When working on changes to the project:

  • Analyze the existing code and its architecture.
  • Design changes in accordance with the existing architecture, if possible.
  • Modify or extend the architecture with consideration when appropriate.
  • Plan the implementation carefully so that the changes align with the project.
  • Implement the changes following the planned design and architecture.
  • Test all newly added logic using a test suite that is appropriate.
  • Verify implemented changes. Review their architecture and its suitability.
  • Adjust the implemented changes if needed to improve the implementation.
  • Simplify the implemented changes when possible to keep them lean.

Always aim to implement changes and solve problems fully and properly. Don't use shortcuts and hacks. Never silence errors, linters, or tests to simplify the job.

Security

Security is critical to this project. The implementation must prevent all vulnerabilities that could lead to data compromise or corruption. This includes:

  • Quoting and escaping: Always use correct escaping and quoting that's appropriate in a given context. Always correctly prevent SQL injection and other vulnerabilities.
  • Encoding: Be diligent about encodings and the nuances between MySQL and SQLite.
  • Data integrity: Always preserve data integrity to avoid data loss or corruption.

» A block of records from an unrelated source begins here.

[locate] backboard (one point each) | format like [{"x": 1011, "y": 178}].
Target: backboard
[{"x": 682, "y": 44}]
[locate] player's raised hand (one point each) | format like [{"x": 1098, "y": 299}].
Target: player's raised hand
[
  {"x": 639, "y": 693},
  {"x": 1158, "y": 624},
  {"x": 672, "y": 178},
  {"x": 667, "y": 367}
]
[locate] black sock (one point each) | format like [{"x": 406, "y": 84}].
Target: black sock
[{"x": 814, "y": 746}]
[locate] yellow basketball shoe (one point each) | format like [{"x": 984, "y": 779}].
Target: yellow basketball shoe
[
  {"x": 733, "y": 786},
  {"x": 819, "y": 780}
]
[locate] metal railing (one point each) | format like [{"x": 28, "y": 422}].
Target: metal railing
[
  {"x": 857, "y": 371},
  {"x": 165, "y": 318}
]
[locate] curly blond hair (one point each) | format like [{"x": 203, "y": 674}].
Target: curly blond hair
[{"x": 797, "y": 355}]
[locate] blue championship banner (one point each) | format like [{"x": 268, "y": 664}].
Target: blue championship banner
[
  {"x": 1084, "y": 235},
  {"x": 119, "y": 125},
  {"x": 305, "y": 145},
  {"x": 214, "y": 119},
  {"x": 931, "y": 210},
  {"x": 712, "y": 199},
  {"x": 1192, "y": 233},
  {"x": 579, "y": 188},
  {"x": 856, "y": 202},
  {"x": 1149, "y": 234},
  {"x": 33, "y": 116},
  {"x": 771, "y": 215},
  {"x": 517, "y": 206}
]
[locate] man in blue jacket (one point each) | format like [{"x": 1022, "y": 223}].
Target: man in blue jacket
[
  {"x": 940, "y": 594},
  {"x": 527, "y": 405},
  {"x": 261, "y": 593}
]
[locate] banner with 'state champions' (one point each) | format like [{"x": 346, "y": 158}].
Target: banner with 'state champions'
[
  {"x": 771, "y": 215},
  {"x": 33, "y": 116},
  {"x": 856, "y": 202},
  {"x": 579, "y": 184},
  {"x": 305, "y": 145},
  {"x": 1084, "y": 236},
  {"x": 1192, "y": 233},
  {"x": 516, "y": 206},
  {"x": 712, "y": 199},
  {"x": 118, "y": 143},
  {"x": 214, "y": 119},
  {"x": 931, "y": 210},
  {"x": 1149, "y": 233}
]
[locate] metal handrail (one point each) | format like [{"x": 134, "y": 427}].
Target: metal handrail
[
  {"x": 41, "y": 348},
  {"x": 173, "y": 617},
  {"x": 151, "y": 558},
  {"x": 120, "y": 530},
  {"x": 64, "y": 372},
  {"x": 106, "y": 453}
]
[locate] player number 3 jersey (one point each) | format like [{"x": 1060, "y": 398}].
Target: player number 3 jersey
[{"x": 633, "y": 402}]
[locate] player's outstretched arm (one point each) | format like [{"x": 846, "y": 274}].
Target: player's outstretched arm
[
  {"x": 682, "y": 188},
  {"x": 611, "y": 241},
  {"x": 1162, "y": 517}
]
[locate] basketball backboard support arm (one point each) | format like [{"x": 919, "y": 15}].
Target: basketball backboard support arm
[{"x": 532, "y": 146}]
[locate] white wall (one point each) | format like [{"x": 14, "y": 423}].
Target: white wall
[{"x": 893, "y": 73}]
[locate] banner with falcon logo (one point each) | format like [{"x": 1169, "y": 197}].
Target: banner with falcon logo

Always scrutinize implemented logic for security vulnerabilities and verify any assumptions. Never take shortcuts.

Compatibility

This project must support a range of PHP and SQLite versions, and it must evolve the public APIs responsibly, following semantic versioning practices.

In particular:

  • Public APIs: It's possible to evolve the public API, but this must always be surfaced to the developer so versioning decisions can be made.
  • PDO API: The SQLite driver must follow PDO\MySQL API as closely as possible.
  • MySQL binary protocol: The MySQL proxy must follow the MySQL binary protocol as closely as possible.
  • PHP version support: All PHP versions starting from PHP 7.2 must be supported. It is possible to use PHP version checks when needed.
  • SQLite version support: All SQLite versions starting from SQLite 3.37.0 must be supported. Older versions (down to 3.27.0) have limited compatibility and require setting WP_SQLITE_UNSAFE_ENABLE_UNSUPPORTED_VERSIONS.

Coding conventions

Follow these conventions when writing code in this project:

  • Coding style: Use WordPress Coding Standards via PHPCS (phpcs.xml.dist).
  • Function ordering: First caller, then callee. When function A calls function B, write first A, then B.
  • Method ordering: First public, then protected, then private. Respect Function ordering as well.

Git

When creating commits, branches, and pull requests, use clear, concise, and human-readable prose in plain English.

Commits

  • Make commits readable for humans, not machines.
  • Make subject of a commit message short but clear.
  • Start with a verb, use present-tense, imperative form.
  • Explain details in a commit body below, if needed.
  • Include links in the body if the change relates to external sources, issues, PRs, or tickets.

Pull requests

  • When creating a pull request, always follow the repository PR template.
  • Pull request title must be brief and accurate.
  • Pull request description must be clear, comprehensible, and well organized.